1. Could you explain the significance of your article to the non-specialist?

Molecules, supra-molecular structures and semiconductor quantum dots are increasingly used as the active components in prototype opto-electrical devices with miniaturized dimensions and novel functions. This means that we need to be able to measure the electronic properties of such single, individual nano-objects.

In this paper, we explore the conditions under which scanning tunnelling microscopy and spectroscopy can be used to reach this goal and yield quantitative information on the energy levels and Coulomb interactions of semiconductor quantum dots.

 

2. What has motivated you to conduct this work?

Nanometre-sized semiconductor particles, so-called quantum dots or artificial atoms, have exciting size-dependent opto-electronic properties. Scanning tunnelling microscopy provides a means to do electronic spectroscopy with sub-nanometre spatial resolution which allows us to understand their electronic properties in detail on a single nanocrystal level. This is crucial for their use in novel applications, such as solar cells, LEDs or lasers.

 

3. Where do you see this work developing in the future?

These colloidal quantum dots can be used as building blocks for more complex architectures where new, collective properties are expected to emerge. The properties of the assemblies depend on the individual building blocks as well as the electronic interactions between them. We are currently investigating quantum mechanical coupling in two-dimensional arrays of PbSe nanocrystals, where the high spatial resolution of STM is essential in getting information on how local order is reflected in the electronic properties.

 

4. Are there any particular challenges facing future research in this area?

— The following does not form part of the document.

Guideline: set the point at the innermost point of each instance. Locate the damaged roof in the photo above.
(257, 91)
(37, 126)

It is possible to map the spatial shape of the wave-functions with STM by performing spectroscopy at each point over the quantum dot. The amplitude of the tunnelling resonances is related to the square of the wave-function at the position of the STM tip. This is an extremely challenging experiment and has been demonstrated only for a very limited number of systems (carbon nanotubes by the group of Dekker, InAs quantum dots by the groups of Wiesendanger and Millo). In coupled quantum dots, it would be fascinating to map the orbitals in real space.